Doña Elena leaned forward in her chair and looked down the table, and little Jacinto abruptly shoved the spoon in his mouth. I waited until I could catch his eye and gave him a quick smile, taking a bite of my tamale right afterward and nodding appreciatively. The elder sister and brother, Francesca and Mateo, both took in my friendly gestures. I could feel them soften a bit toward me.

Making progress with the kids

but what about the matron of the family?
I’d find my way with her in time. Abuela always told me I was good with customers at the restaurant, and I thought she was right. I could read a man’s mood, a woman’s tone, and find my way in response.

Javier de la Ventura, on the other hand, was hard for me to read. One moment he seemed to be testing me, the next irritated by my presence, and the next, flirting. I refused to look his way but instead said to John, “How long does the voyage from Maine take, to get here?”

“It is a two-to-three-month journey around the Cape,” he said, looking like I ought to clearly know such a thing. “Depending on the winds, of course.”

I blinked, considering that long aboard a ship. Three months?

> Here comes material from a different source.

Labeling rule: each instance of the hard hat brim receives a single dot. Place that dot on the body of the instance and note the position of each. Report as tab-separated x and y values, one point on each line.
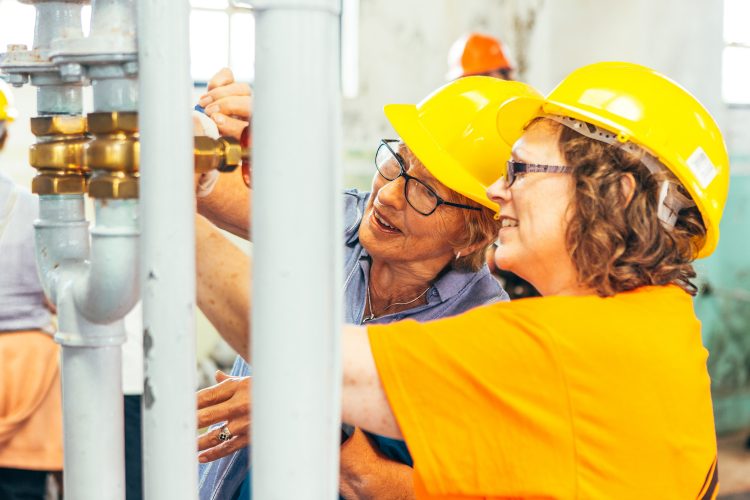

“But this summer, we’ve established a cargo train across Panama, so that three of my family’s ships shall continue to import and export from the East Coast, while three more shall import and export here along the West. In so doing, I believe I’ll be here five, maybe six times this summer, depending on how long the weather holds.”

He’ll be back.
That news made me take a deep breath of relief. It was ridiculous, really, me pinning so much on a man I’d just met. But while I couldn’t read Javier very well, John was an open book to me. Caring, polite, protective. And if he thought I was best situated here, with the Venturas, I really had no choice but to trust him. No matter how much Javier unnerved me.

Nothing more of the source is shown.